O rosto dele escureceu, de fúria contida e fechou os punhos, na tentativa de sufocar a revolta impotente.
— Vão levá-la para a praça e deixar que a multidão a apedreje. Os pederastas covardes não têm coragem de fazer tudo eles mesmos, de forma limpa e digna.
Com a garganta apertada, Eda assentiu, engoliu a bile que lhe amargou a boca e conseguiu indagar:
— Quando?
Ele passou a mão pelos cabelos negros e cacheados, evitando os olhos dela.
— Amanhã ou depois. Tive de gastar uma verdadeira fortuna, mas consegui convencê-los a esperar a volta de Péricles. Quem sabe ele consegue demovê-los. Esperamos que chegue esta noite ou, no máximo, amanhã.
— E Serkan?
— Não sabemos dele — Ergin balançou desanimadamente a cabeça.
Ela fez um breve aceno de assentimento, com o rosto muito sério, pálido e o tenente deu um passo à frente. Estendeu-lhe as mãos, em seguida deixou-as cair ao longo do corpo. Sentia-se muito desconfortável com a mudança de papel e Eda sabia disso. Depois de desconfiar e antipatizar com ela por tanto tempo, via-se forçado pelas circunstâncias a tornar-se seu protetor. Era a única pessoa no mundo que se interpunha entre ela e o veredicto do Conselho. Sem jeito, procurou palavras para animá-la.
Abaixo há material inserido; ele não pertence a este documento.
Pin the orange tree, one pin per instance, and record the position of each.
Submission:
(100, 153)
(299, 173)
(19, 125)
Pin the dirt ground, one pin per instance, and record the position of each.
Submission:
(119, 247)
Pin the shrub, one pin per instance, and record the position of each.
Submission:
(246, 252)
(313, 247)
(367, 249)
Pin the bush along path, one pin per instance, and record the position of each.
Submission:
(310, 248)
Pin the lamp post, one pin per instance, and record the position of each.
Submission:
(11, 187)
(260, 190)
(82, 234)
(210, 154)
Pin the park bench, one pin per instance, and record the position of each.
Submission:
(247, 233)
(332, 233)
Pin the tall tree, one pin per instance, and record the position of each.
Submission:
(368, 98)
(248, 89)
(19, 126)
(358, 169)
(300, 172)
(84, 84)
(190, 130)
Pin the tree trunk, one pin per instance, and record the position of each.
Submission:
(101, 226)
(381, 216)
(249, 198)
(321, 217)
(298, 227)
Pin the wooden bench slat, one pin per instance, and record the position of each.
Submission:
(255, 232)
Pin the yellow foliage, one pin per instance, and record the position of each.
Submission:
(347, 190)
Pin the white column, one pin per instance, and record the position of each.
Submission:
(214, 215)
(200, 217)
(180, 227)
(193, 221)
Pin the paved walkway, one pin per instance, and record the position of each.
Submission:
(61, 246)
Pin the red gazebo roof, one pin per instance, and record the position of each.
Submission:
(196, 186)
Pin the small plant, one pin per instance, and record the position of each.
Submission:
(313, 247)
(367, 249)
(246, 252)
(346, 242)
— Não abandone as esperanças ainda, senhora Eda. Mandei Erdem no barco mais veloz que pude alugar. Ele vai encontrar o capitão e o trará para cá. Eu mesmo teria ido, não fosse a senhora Helena me convencer de que seria mais útil aqui. 
 Controlando o pânico que ameaçava tomar conta dela, Eda ergueu a cabeça.
— Agradeço o que fez, tenente. Se... se eles vierem me buscar antes de Péricles voltar, ou Serkan, quero que saiba o quanto lhe sou grata.
— Faço isso pelo capitão — disse ele. — Ele é meu amigo, meu cunhado e meu superior...
— Sim...
Ergin hesitou, procurando o que dizer e nada encontrando.
Sem a facilidade que Serkan tinha com as palavras, lutou para descobrir algum modo de abrandar o medo que ela sentia e angustiou-se por não saber o que fazer. Em meio ao próprio desespero, Eda percebeu o que o atormentava e encontrou forças para tentar diminuir a aflição dele. Colocou a mão, de leve, no braço do tenente e sorriu com suavidade:
— Você fez tudo que a amizade e a honra exigem... e ainda mais.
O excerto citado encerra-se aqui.